Using the juxtaposition that comic books enable, Satrapi contributes a process of memory to the subject of the Islamic Revolution in Iran.
Using the juxtaposition that comic books enable, Satrapi contributes a process of memory to the subject of the Islamic Revolution in Iran. Using memories of her childhood, she navigates the subject with a developing girl’s perception and opinion on the situation taking place around her. One very important theme being conveyed in “Persepolis” is trauma. Satrapi takes into account our inability to process the harsh actualities of normalized violence. She understands how in Western society the Middle East has become synonymous with violence, and she effectively conveys to the reader that this is not ok through her writing style.

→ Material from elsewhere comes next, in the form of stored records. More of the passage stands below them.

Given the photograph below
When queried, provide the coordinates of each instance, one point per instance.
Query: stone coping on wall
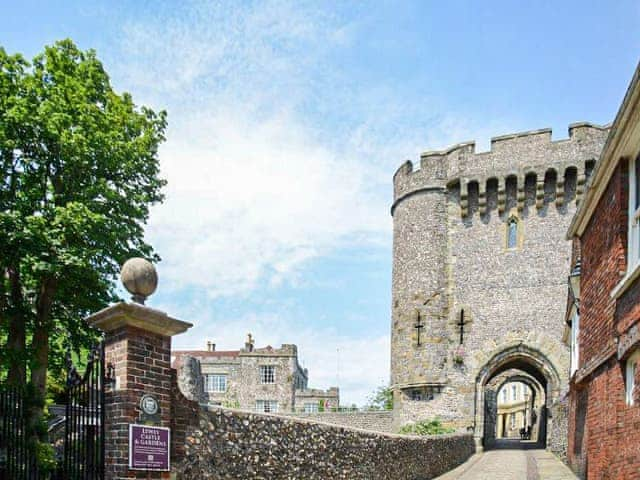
(223, 443)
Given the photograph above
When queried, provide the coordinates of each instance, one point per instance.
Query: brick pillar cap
(135, 315)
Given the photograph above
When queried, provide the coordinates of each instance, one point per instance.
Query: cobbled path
(512, 464)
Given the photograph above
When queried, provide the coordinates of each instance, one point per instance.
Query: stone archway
(533, 364)
(533, 413)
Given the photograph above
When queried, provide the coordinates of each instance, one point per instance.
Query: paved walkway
(512, 462)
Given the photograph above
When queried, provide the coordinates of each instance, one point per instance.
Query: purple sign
(149, 448)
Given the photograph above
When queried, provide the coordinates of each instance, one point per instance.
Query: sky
(287, 120)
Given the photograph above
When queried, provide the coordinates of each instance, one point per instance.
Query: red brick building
(604, 314)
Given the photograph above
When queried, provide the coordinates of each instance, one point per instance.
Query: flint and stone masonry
(239, 383)
(138, 345)
(480, 265)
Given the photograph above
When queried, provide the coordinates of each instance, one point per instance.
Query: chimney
(248, 344)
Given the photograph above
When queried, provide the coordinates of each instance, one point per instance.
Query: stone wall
(230, 444)
(451, 256)
(381, 421)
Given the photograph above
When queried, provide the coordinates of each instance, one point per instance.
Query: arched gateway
(479, 288)
(517, 364)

One tool she uses to capture our attention as a reader and not desensitize ourselves to the horrific violence we would see in an actual photo and not be able really to process properly, she presents violence from a child’s point of view, even illustrating gruesome occurrences in a child-like cartoon representation. For example, the image of a man cut to pieces is done in a way you might think a young child would conceptualize the image without really grasping it. I think the affect it has is it enables us to connect more to the Islamic revolution among other things by presenting us with a process of memory through a child’s eyes, written by an experienced adult, that takes us back to our childhood understanding to a certain degree. She facilitates this practice by using comic book form, and narrating from her childhood self, both of which helped me to escape my desensitized view of Middle Eastern conflict. This book is very important, especially in this day and age where the normalcy of violence in the Middle East is a huge part of our ignorance as westerners. We rarely consider it as shocking or horrifying when a wedding is hit by a drone strike and hundreds die as we do when another school shooting claims tens of lives in the state.

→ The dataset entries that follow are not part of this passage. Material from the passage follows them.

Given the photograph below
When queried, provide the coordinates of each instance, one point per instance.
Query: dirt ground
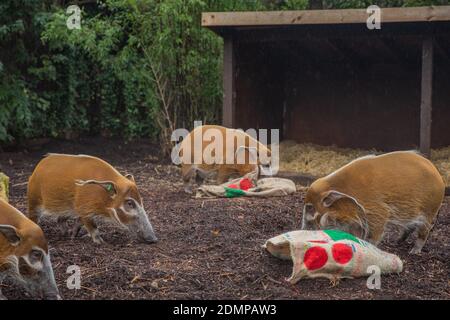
(208, 249)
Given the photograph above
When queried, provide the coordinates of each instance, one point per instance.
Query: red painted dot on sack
(342, 253)
(246, 184)
(315, 258)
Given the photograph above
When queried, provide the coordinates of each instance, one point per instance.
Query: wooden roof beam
(308, 17)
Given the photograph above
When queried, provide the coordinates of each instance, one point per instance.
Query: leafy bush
(134, 69)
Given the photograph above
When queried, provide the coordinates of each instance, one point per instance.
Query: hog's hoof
(98, 239)
(415, 251)
(188, 190)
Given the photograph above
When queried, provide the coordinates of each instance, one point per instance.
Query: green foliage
(136, 68)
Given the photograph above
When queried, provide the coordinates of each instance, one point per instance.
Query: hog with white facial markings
(87, 187)
(24, 254)
(401, 188)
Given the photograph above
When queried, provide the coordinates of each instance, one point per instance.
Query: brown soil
(208, 249)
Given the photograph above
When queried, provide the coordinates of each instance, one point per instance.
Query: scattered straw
(319, 160)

I think this book also helps us learn about the process of interpretive communities and collective remembering. My approach to this subject as an American would be hugely flawed in comparison to how I really should have understood it, and that I believe to be in part a result of Islamaphobia. The way we have collectively defined the “War on Terror” in the West says a lot about itself. We no longer seem to consider the suffering of those in the Middle East as significant as our own suffering, and we have defined much of this war as Patriotism, when so much of it was senseless suffering and loss of life which so many of us, certainly myself, have been far removed from. Satrapi’s style in conveying this practice of memory very effectively helped me to understand from a less convoluted standpoint what it meant to be Iranian in this time.